Last week I went on a service trip to Nicaragua with a group from my college. We climbed a volcano, laid a few miles of water pipeline, dug ditches, started building a school and made some of the biggest connections of our lives. We prepared months in advance for this trip
with meetings, lists, vaccines and medications. We talked about what we should expect and what we would need while we were there, but no one could prepare us fully for what we were about to experience. We were all thrown into a world completely different from ours in the United States.We were all ready and excited, our bags were packed with all the things we thought we would need and we headed to Managua, Nicaragua. For the first time in my life I was the odd one standing in line at Subway. People were staring and pointing at us as we tried to rack our brains for the Spanish we learned our freshman year on how to order politely. The first day we climbed (and slid down) a volcano and I thought that was going to be the highlight of the trip. I stood in one country and I could see into another, and in the opposite direction was the ocean! It can't get much better than that, right?

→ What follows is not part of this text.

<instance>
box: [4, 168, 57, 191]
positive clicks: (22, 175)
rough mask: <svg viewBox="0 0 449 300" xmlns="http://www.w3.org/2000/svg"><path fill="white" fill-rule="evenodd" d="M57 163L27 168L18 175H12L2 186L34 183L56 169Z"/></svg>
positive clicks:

Wrong.
The first working day we went to a village, La Coyotera, to help put in some pipeline so that each of the 25 families living in the village could have clean, running water and a faucet in their homes. This seemed like no big deal to someone who has at least three faucets in her home, but when I saw the men, women and children bringing multiple bottles to fill up with clean water out of our coolers, it became evident to me that this was a very big deal to them.
I didn't think very hard about it until I started to meet and talk to the families. I put a face and a name with the people who didn't have clean water. I learned their stories and I bonded with them. They brought me so much joy and laughter, and we couldn't even understand each other half of the time. We were not there to help them or to give them a handout, but we were there to serve with them in order to reach a goal.
I was told that one of the things that would be a take away from the trip was the happiness that everyone you meet would have. "They have nothing and yet they are still happy." I would definitely agree with this, but what I took away wasn't the happiness they had within themselves, but the love they had for everyone surrounding them. There were old women who were working their butts off right next to me in the blistering sun who were concerned that I was getting sunburned. A woman opened her home to all of us working so that we wouldn't have to use the restroom behind a tree. The people shared their water with the kids whether they were their own or not.

If you asked why they were working so hard, they would say it was because they wanted their children or grandchildren to have it better than they had. They were working together as a team, they raised money together and they will celebrate together when the project is finished. No one complained that they had more or less than another and no one asked. They all worked the same and gave what they could, even if it was just walking around filling water bottles or offering smiles. No one sat down and asked me to dig their hole or fill their bucket and no one was left with an empty bucket. I may have left Nicaragua tired, burned and permanently stained with dirt, but I am thankful for every moment, smile and lesson.